I feel numb, everywhere numb. I feel a pain that I haven’t experienced before. It is as if someone has put a hot drill into my chest. It feels worse the longer I stare at Mom, but I can’t make myself look away. Dad leans over and takes Mom’s hand and holds it, just holds it. I look up and see Carl has silent tears streaming down his face, as he unblinkingly looks at Mom’s face.

There is a shotgun blast in the hall.
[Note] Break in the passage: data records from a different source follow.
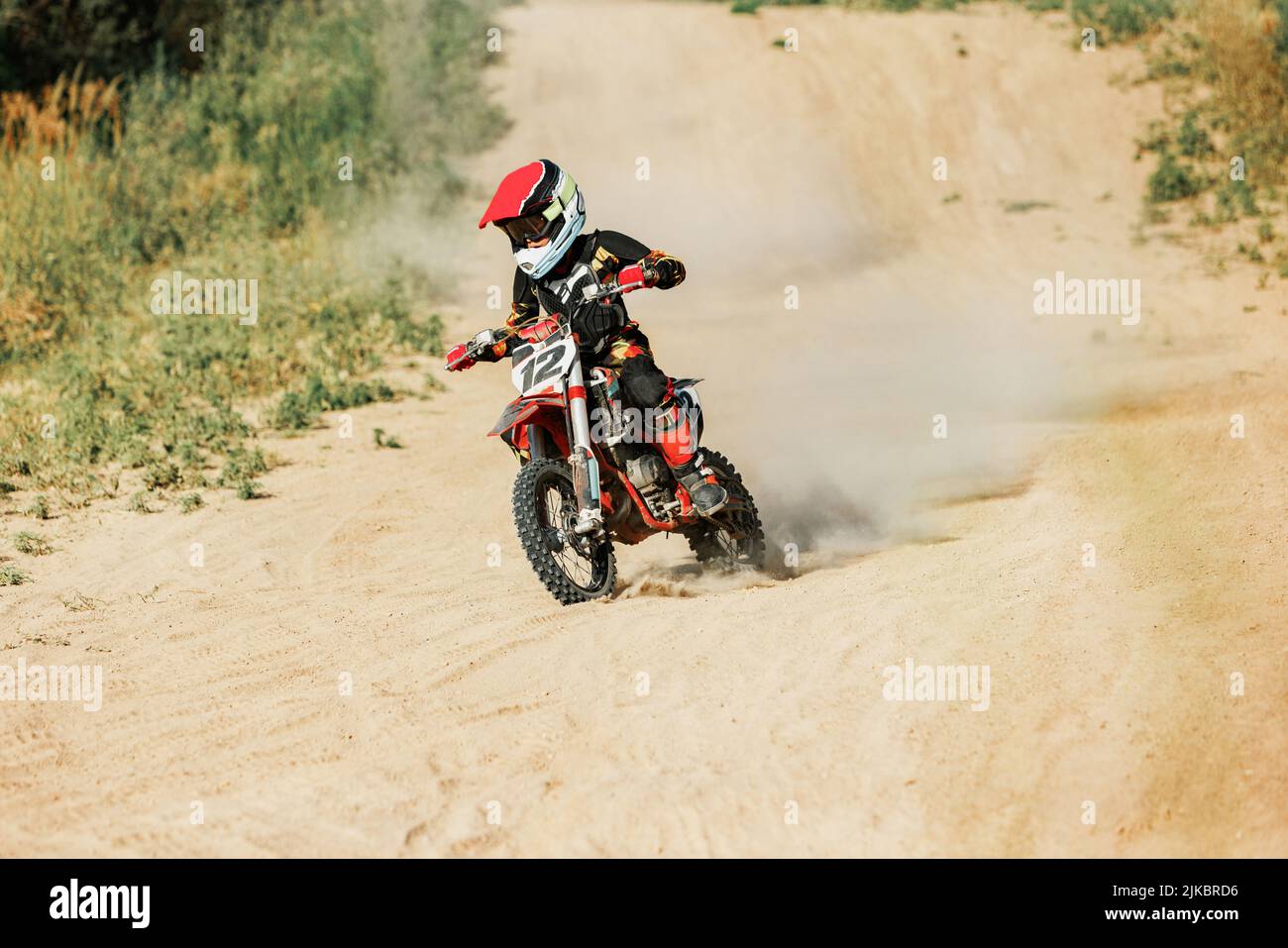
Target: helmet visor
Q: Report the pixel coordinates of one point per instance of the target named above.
(535, 227)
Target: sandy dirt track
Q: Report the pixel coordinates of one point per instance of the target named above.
(472, 685)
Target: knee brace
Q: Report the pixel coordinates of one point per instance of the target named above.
(644, 384)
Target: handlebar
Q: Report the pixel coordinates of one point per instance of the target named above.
(589, 294)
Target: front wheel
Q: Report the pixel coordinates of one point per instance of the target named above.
(733, 539)
(574, 569)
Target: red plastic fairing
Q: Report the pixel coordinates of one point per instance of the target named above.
(523, 408)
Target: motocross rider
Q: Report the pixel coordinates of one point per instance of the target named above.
(542, 211)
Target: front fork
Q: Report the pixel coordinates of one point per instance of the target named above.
(585, 468)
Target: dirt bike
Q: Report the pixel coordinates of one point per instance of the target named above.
(581, 488)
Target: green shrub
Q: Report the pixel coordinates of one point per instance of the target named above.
(1172, 180)
(12, 576)
(31, 544)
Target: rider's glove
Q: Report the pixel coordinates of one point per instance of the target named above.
(467, 353)
(459, 360)
(635, 277)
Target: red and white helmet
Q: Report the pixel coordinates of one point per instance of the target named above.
(536, 201)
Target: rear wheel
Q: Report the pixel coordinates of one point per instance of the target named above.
(574, 569)
(733, 539)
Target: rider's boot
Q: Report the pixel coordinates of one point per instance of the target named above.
(704, 491)
(678, 443)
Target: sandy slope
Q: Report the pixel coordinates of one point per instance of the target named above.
(471, 685)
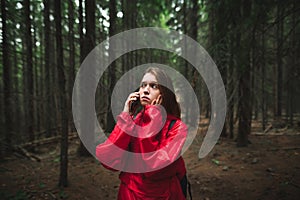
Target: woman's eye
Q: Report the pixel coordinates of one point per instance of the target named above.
(154, 85)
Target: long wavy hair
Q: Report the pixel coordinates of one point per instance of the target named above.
(169, 101)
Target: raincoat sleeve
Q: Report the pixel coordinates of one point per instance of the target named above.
(168, 154)
(111, 151)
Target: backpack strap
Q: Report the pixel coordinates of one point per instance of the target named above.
(171, 125)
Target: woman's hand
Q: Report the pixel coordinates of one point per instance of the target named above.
(132, 97)
(157, 101)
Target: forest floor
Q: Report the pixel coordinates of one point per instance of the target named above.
(269, 168)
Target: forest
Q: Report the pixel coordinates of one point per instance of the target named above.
(254, 44)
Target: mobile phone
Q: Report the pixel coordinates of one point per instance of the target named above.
(135, 104)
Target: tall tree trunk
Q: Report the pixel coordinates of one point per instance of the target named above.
(88, 45)
(112, 69)
(279, 36)
(47, 84)
(29, 73)
(8, 119)
(263, 74)
(244, 107)
(71, 55)
(63, 178)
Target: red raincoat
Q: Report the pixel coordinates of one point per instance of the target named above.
(160, 153)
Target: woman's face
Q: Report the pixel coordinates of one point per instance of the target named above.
(149, 90)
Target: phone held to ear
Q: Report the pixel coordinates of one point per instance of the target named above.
(134, 104)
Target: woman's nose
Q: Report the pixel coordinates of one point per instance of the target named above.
(146, 89)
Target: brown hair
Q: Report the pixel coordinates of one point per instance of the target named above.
(166, 88)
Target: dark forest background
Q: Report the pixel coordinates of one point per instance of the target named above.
(254, 43)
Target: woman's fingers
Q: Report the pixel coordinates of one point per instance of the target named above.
(157, 101)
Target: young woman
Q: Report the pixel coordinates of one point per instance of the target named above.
(160, 152)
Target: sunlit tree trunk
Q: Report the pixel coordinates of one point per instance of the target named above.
(244, 104)
(63, 178)
(8, 118)
(88, 44)
(112, 68)
(29, 73)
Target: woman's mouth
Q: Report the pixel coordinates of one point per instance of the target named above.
(145, 99)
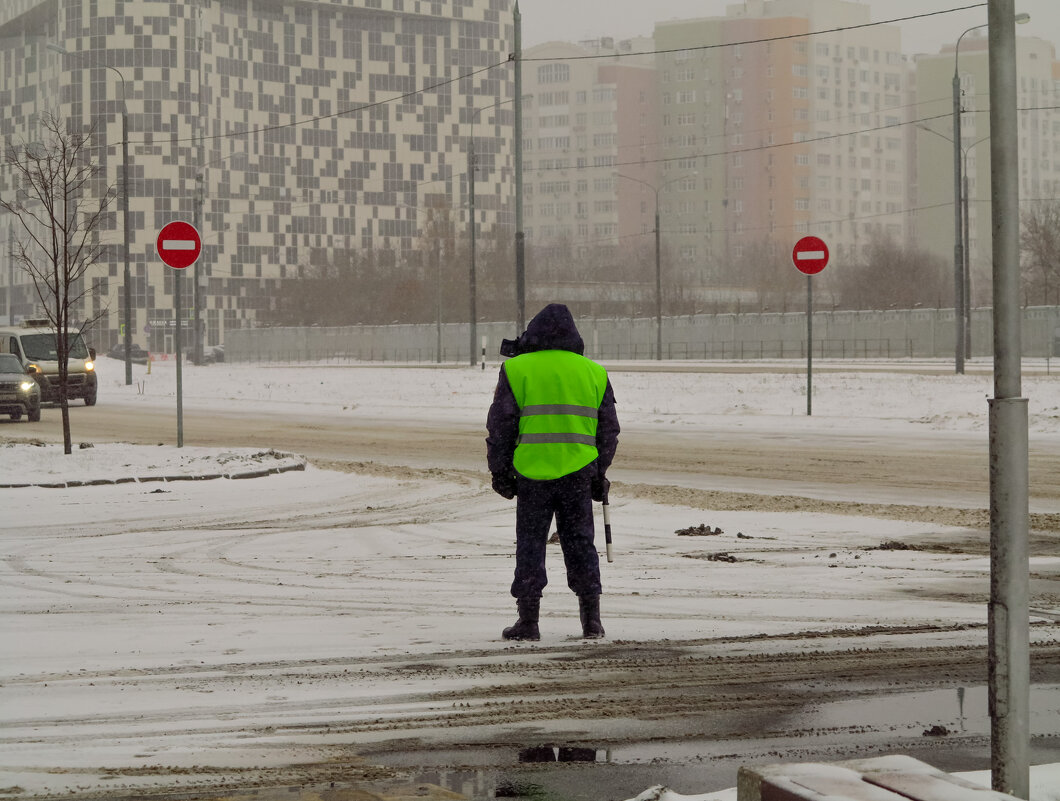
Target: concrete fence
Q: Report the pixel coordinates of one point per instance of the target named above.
(898, 334)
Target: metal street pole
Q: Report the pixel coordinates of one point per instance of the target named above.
(438, 297)
(197, 289)
(520, 282)
(11, 274)
(658, 257)
(471, 206)
(968, 250)
(958, 255)
(127, 301)
(658, 284)
(1007, 624)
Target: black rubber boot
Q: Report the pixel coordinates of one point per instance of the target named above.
(589, 608)
(526, 626)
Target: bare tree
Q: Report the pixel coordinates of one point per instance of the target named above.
(1040, 242)
(59, 202)
(890, 276)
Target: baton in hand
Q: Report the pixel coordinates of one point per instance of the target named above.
(606, 527)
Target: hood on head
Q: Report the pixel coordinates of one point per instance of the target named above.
(552, 328)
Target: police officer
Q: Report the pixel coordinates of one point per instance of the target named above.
(552, 434)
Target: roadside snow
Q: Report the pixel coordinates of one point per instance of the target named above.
(122, 579)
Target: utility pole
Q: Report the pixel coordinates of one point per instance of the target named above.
(958, 251)
(520, 282)
(11, 274)
(1008, 629)
(127, 301)
(471, 207)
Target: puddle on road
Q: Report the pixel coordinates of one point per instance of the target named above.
(918, 723)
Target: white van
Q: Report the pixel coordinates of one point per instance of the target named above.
(34, 343)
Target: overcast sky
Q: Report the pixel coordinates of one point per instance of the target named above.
(572, 20)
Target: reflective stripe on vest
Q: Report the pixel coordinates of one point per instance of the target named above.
(559, 394)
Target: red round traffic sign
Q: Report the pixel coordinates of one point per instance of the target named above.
(178, 244)
(810, 255)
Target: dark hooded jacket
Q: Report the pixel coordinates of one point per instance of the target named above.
(552, 328)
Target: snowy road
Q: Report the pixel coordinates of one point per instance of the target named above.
(341, 624)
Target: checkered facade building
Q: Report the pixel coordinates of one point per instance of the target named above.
(289, 130)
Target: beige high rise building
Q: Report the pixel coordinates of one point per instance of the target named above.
(771, 131)
(1039, 96)
(590, 121)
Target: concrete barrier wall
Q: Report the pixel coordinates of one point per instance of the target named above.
(898, 334)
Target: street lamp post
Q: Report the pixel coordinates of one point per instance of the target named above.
(968, 250)
(471, 206)
(960, 287)
(127, 291)
(658, 261)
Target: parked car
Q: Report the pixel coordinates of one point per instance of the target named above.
(211, 355)
(137, 354)
(19, 393)
(36, 345)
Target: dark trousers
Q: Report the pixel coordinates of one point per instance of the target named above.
(570, 501)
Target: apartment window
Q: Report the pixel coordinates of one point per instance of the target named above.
(553, 73)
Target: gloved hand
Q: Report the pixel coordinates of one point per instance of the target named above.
(599, 487)
(504, 484)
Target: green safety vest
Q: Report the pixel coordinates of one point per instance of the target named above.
(559, 394)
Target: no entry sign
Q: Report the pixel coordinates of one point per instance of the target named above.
(810, 255)
(179, 244)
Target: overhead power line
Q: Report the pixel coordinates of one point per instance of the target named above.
(763, 39)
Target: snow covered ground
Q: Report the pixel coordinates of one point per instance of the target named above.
(107, 580)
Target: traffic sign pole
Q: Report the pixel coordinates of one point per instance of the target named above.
(809, 345)
(177, 290)
(179, 246)
(810, 256)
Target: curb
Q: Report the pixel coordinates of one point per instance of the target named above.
(163, 479)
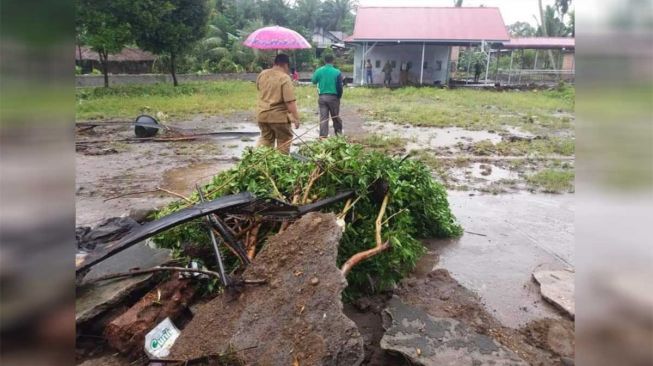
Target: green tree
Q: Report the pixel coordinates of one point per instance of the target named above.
(170, 27)
(274, 12)
(307, 13)
(335, 12)
(522, 29)
(104, 27)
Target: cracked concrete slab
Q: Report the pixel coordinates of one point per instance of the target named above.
(431, 341)
(93, 300)
(557, 287)
(296, 318)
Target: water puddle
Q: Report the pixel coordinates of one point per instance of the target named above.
(483, 172)
(506, 238)
(183, 179)
(431, 137)
(519, 133)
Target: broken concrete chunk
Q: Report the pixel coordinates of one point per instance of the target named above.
(126, 333)
(431, 341)
(557, 287)
(277, 324)
(94, 299)
(108, 230)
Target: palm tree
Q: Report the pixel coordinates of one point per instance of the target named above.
(334, 12)
(307, 13)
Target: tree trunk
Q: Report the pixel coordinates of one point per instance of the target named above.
(172, 69)
(546, 31)
(104, 60)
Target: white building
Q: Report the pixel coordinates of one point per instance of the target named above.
(421, 38)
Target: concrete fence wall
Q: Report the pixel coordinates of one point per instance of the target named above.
(124, 79)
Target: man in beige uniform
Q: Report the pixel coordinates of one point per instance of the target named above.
(276, 105)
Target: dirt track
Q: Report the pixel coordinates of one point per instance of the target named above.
(120, 168)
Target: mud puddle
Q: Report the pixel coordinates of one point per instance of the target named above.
(483, 173)
(506, 238)
(430, 137)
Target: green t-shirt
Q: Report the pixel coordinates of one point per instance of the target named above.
(328, 79)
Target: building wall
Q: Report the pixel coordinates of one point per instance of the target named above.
(568, 61)
(404, 53)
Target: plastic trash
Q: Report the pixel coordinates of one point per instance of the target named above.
(160, 339)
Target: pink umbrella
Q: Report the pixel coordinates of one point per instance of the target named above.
(276, 38)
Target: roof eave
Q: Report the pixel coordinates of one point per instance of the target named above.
(452, 41)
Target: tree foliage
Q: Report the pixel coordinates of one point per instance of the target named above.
(196, 35)
(522, 29)
(103, 26)
(170, 27)
(417, 207)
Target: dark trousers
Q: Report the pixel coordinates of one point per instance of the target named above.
(329, 105)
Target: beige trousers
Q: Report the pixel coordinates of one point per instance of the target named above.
(279, 133)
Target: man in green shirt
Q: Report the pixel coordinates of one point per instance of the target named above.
(329, 87)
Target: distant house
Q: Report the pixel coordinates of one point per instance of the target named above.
(325, 39)
(129, 61)
(420, 39)
(565, 45)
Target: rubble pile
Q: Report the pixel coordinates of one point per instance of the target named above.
(396, 202)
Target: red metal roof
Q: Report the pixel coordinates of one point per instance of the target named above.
(429, 24)
(541, 42)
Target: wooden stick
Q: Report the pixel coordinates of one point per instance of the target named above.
(251, 245)
(315, 175)
(163, 269)
(380, 245)
(174, 194)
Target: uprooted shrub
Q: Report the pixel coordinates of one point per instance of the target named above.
(417, 205)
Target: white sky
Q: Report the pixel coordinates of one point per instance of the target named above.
(511, 10)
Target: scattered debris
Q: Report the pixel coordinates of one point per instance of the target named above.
(160, 340)
(430, 341)
(126, 333)
(271, 317)
(555, 335)
(107, 231)
(557, 287)
(94, 300)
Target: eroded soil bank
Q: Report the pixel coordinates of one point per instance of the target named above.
(482, 279)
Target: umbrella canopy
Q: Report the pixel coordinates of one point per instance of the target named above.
(276, 38)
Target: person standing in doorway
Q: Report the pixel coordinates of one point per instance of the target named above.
(368, 72)
(294, 74)
(277, 107)
(330, 88)
(478, 68)
(387, 73)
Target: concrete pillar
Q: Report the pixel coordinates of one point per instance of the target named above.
(421, 68)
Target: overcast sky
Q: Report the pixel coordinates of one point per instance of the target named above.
(511, 10)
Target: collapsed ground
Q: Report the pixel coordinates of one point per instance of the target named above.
(481, 144)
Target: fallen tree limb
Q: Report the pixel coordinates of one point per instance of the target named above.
(164, 269)
(202, 359)
(380, 244)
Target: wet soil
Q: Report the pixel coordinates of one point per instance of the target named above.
(296, 318)
(482, 279)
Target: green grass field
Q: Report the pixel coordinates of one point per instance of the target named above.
(534, 111)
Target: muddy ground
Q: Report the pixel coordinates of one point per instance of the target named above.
(482, 278)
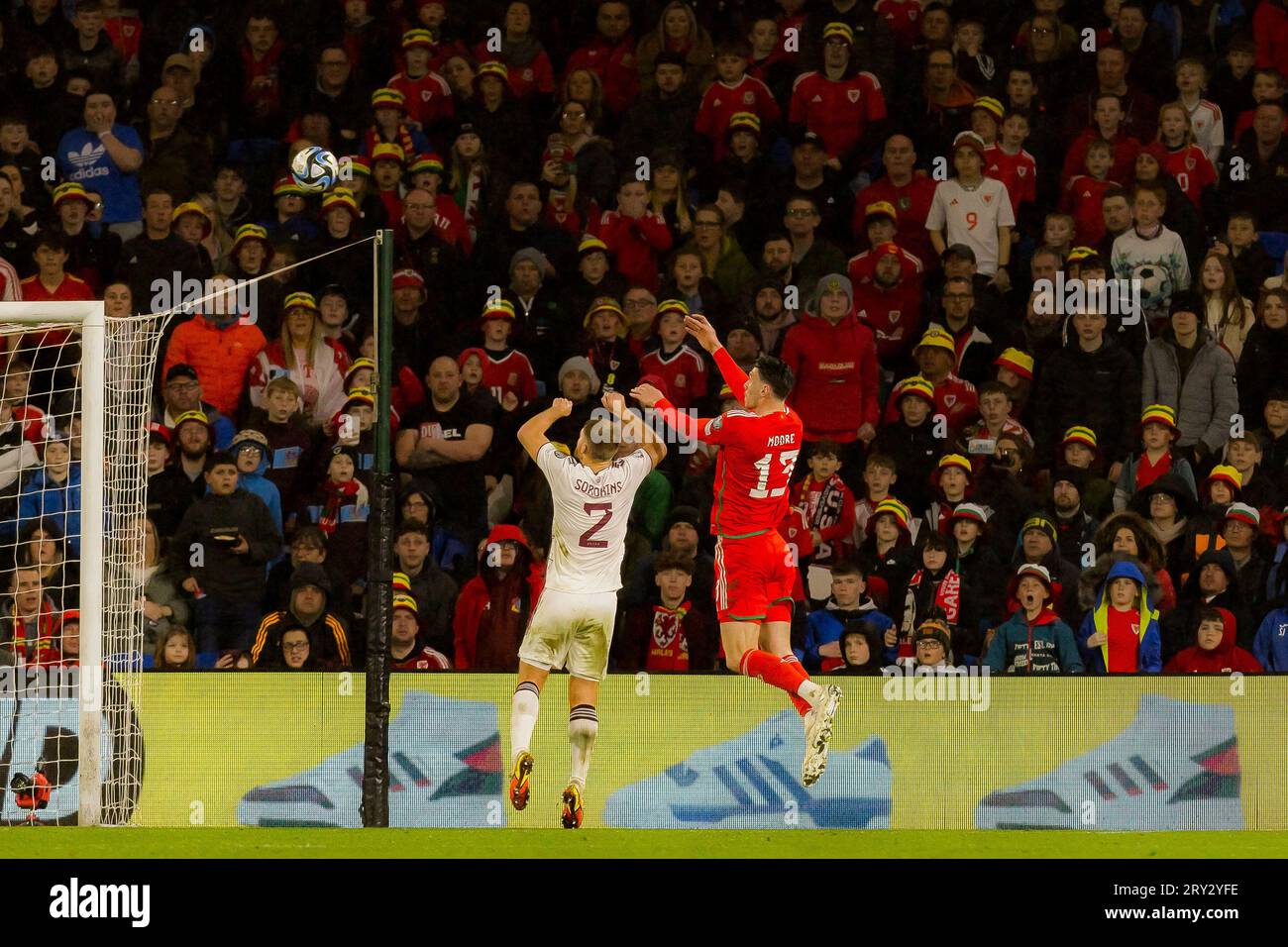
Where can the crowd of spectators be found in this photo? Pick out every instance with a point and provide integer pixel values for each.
(872, 192)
Dad pulls away and leaves the room, but Carl and I remain. Someone else can fight the battle now.

The door to the living room opens slowly. Dad must be coming in again. I close my eyes and lay down on Mom. I wrap my arms around her spindly body.

A second or two passes and I hear a scream; a scream like the one Mrs. Shoe made in my front lawn. I open my eyes, my head still down on Mom’s still chest. Emily is standing in the doorway, eyes glazed over. Her right arm has a swollen bite mark above the elbow. She holds a kitchen knife in her left hand still frozen from her last defense.

She lets out another scream, dropping her knife as she moves toward Carl and me. I stand up from the bed, but my feet won’t move. My best friend has her arms outstretched toward me, closing in on the ten feet distance.

Suddenly all the noises come rushing to my ears. I hear ATVs racing around outside the bay window, war cries from Tom upstairs, gunshots outside and down the hall. Carl looks to me from his seated position, expecting his sister to kill her friend, I suppose. He is right; it’s my job.

I take the old man’s pistol out of my pants. I aim at Emily, now at the end of Mom’s bed. She stops for an instant, or so I think. She screams, but to me this one sounds less animalistic and more like a sadness as her friend points a pistol at her head.

“Zoe!” Carl screams. Emily looks at him with nothing but hunger in her eyes. I pull the hammer back and fire. She drops a foot away from my brother.

I release the breath I hadn’t realized I was holding. New sobs escape me, louder than before. I fall on my mom and weep, making a tear stain on the blanket. I want the comfort of my mother, something I will never have again.

Carl walks over to me. He stands behind me for a second then puts a hand on my back. Like me and Dad though, he is impatient, after a few seconds he shakes my shoulder, “We have to go, Zoe.”

I turn and look up at him, “Are we just going to leave Mom and Em?”

“I’m sure Dad won’t do that unless we have to. He doesn’t want this house to be their graves as much as the rest of us don’t, but he’ll have to dig more graves if we don’t move out,” he looks at the pistol in my hand and nods.

I wipe my tears on my shoulder and I stand up next to my brother. My mother lay dead to my right, and over the edge of the bed I see the side of my best friend’s head that remains intact, but pale and blood streaked. I look at Carl and he walks over to the couch where he had set his gun and his machete. Together we walk out into the hallway and shut the door behind our mother.